Finały ATP World Tour: 70. wygrana Bryanów, Amerykanie zagrają o czwarte trofeum

Bob i Mike Bryanowie piąty raz w swojej karierze zagrają w decydującym pojedynku Finałów ATP World Tour. W niedzielę Amerykanie potrzebowali mistrzowskiego tie breaka, by zwyciężyć drugą parę sezonu.

Utytułowane amerykańskie bliźniaki bez wątpienia notują jeden z najlepszych sezonów w swojej zawodowej karierze. W niedzielę Bryanowie wygrali 70. mecz w bieżącym roku (bilans gier 70-12), dzięki czemu zakwalifikowali się do 14. finału w tegorocznym głównym cyklu. 35-letni reprezentanci USA zagrają w poniedziałek o 12. trofeum w sezonie, a tylu tytułów w ciągu jednego roku jeszcze nigdy nie zdobyli. W całej karierze będzie to ich 141. wspólny finał i szansa na zdobycie 94. mistrzostwa. Najlepsi aktualnie debliści świata zwyciężali w Finałach ATP World Tour w latach 2003-2004 oraz 2009. O krok od wygrania kończącego sezon turnieju Masters byli również w 2008 roku.

Bryanowie w Londynie nie spisują się jak na razie zbyt rewelacyjnie, ale faktem jest, że w decydujących momentach potrafili się wznieść na wyżyny swojego tenisa i do tego w pełni wykorzystać chwilę słabości ze strony rywali. Tak było w fazie grupowej, w pojedynkach z Qureshim i Rojer oraz Fyrstenbergiem i Matkowskim, i podobnie było w niedzielę, kiedy na ich drodze stanęli Alexander Peya i Bruno Soares, druga para kończącego się sezonu.

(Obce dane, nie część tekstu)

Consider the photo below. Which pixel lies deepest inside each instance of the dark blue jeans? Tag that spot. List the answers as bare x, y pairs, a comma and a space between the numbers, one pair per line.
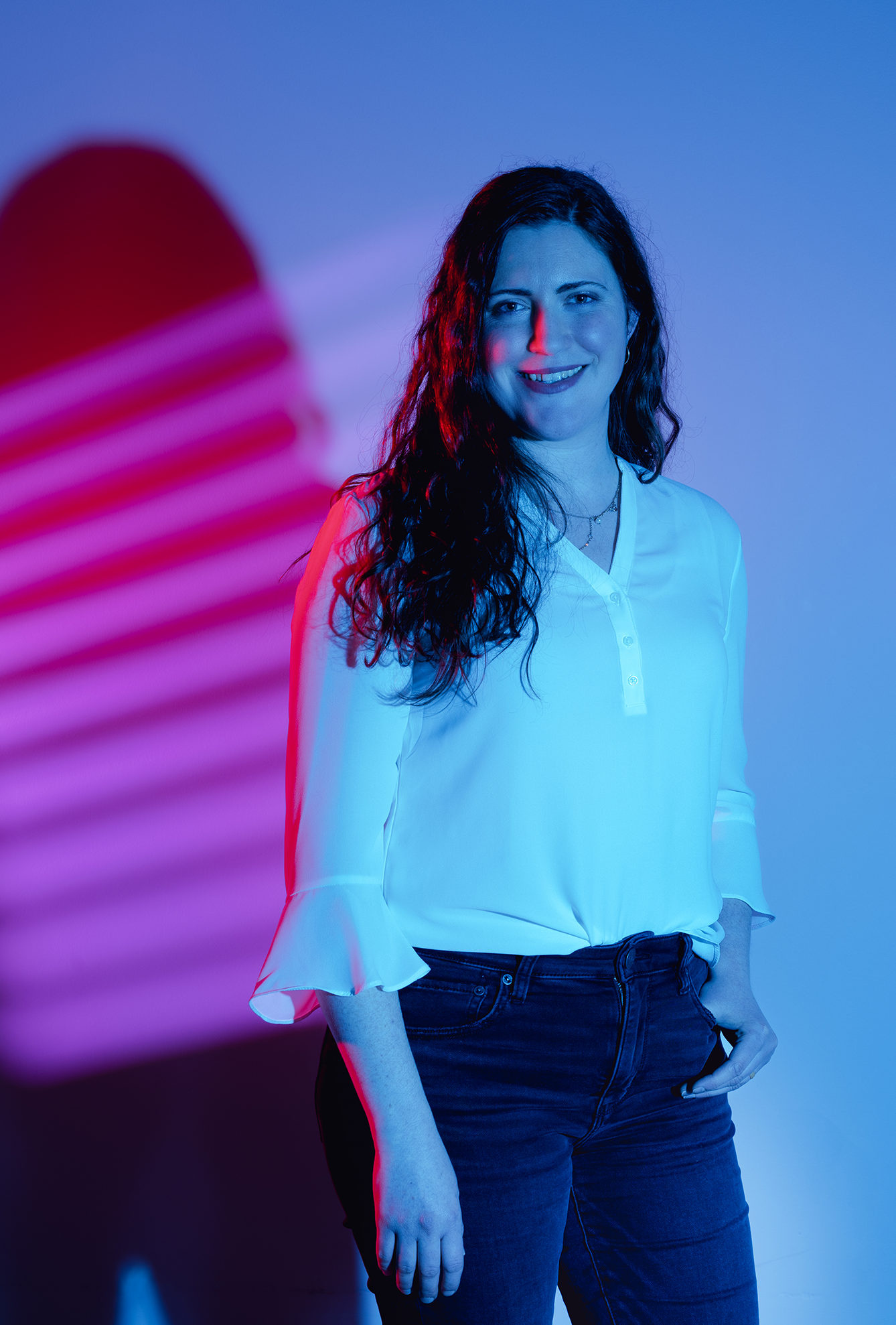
554, 1084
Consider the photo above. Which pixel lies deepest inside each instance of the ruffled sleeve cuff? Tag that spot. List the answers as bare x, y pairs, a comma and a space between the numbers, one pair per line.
338, 937
736, 861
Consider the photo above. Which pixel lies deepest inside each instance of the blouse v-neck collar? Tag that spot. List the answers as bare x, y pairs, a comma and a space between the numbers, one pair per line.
623, 555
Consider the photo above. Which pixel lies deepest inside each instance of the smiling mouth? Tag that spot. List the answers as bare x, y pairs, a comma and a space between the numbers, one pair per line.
550, 378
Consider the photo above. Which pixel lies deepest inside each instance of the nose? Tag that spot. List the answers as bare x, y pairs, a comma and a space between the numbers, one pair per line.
544, 334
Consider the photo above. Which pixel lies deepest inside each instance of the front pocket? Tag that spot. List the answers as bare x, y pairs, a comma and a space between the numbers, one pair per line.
435, 1006
702, 1007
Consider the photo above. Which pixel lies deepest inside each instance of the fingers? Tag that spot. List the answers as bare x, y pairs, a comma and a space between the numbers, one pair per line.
384, 1249
406, 1265
430, 1263
749, 1055
452, 1263
438, 1265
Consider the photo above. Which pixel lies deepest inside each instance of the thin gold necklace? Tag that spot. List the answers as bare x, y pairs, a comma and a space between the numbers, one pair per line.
595, 520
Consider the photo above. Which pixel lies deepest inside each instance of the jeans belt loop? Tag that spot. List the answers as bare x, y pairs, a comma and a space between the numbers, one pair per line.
686, 949
626, 959
525, 966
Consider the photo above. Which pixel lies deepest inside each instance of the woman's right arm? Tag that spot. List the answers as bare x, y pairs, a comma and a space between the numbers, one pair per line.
415, 1192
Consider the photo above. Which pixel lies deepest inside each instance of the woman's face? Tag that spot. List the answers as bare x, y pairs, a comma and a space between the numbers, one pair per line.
556, 333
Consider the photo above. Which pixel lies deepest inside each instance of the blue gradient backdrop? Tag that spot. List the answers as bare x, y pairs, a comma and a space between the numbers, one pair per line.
757, 145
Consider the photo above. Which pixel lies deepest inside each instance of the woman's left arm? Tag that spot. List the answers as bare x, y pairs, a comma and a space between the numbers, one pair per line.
729, 998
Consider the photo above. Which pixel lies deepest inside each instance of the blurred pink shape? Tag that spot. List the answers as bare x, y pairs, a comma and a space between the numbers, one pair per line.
153, 498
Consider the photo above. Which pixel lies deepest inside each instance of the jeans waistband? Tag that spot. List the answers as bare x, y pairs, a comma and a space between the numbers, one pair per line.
638, 955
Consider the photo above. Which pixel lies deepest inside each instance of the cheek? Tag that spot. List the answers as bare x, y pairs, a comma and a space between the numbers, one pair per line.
498, 353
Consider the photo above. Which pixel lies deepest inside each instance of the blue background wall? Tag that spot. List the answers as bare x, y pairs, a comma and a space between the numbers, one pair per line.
756, 143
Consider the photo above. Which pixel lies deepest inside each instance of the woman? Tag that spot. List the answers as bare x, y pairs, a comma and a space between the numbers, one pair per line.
521, 855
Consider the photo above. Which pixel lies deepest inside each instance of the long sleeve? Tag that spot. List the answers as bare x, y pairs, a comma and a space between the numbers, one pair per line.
342, 768
735, 852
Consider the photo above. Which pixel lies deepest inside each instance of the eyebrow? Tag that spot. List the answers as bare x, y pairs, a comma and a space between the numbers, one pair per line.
561, 289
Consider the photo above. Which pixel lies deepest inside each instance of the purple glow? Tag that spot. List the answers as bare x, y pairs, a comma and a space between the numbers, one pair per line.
153, 497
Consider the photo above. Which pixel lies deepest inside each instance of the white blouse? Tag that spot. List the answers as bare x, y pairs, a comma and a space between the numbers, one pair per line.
603, 800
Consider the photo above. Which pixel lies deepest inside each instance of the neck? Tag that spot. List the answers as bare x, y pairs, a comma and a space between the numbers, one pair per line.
583, 474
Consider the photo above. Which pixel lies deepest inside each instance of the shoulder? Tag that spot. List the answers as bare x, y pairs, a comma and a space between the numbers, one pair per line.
694, 509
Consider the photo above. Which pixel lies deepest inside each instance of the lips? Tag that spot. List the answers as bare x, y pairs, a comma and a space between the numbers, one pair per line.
550, 383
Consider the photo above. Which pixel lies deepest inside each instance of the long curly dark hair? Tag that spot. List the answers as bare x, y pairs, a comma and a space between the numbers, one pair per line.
441, 571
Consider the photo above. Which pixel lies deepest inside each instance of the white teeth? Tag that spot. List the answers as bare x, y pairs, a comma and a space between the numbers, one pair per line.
553, 376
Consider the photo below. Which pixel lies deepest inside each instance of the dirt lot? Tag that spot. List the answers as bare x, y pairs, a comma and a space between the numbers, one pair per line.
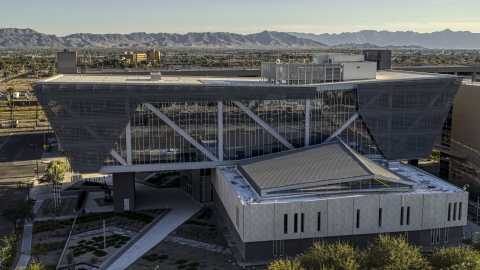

Rozstawieni z numerem pierwszym Amerykanie okazje na przełamanie mieli już w gemie otwarcia, ale austriacko-brazylijska para pewnie przetrwała napór ze strony rywali. W czwartym gemie swoje dwie szanse mieli Peya i Soares, lecz w tak ważnym momencie zadziałał serwis i Bryanowie wygrali podanie. Liderzy rankingu nie wykorzystali jeszcze break pointa przy stanie po 4, a po chwili do ataku ruszyli oznaczeni "dwójką" debliści, którzy przy serwisie bliźniaków wykorzystali drugiego setbola (przy stanie 40-40).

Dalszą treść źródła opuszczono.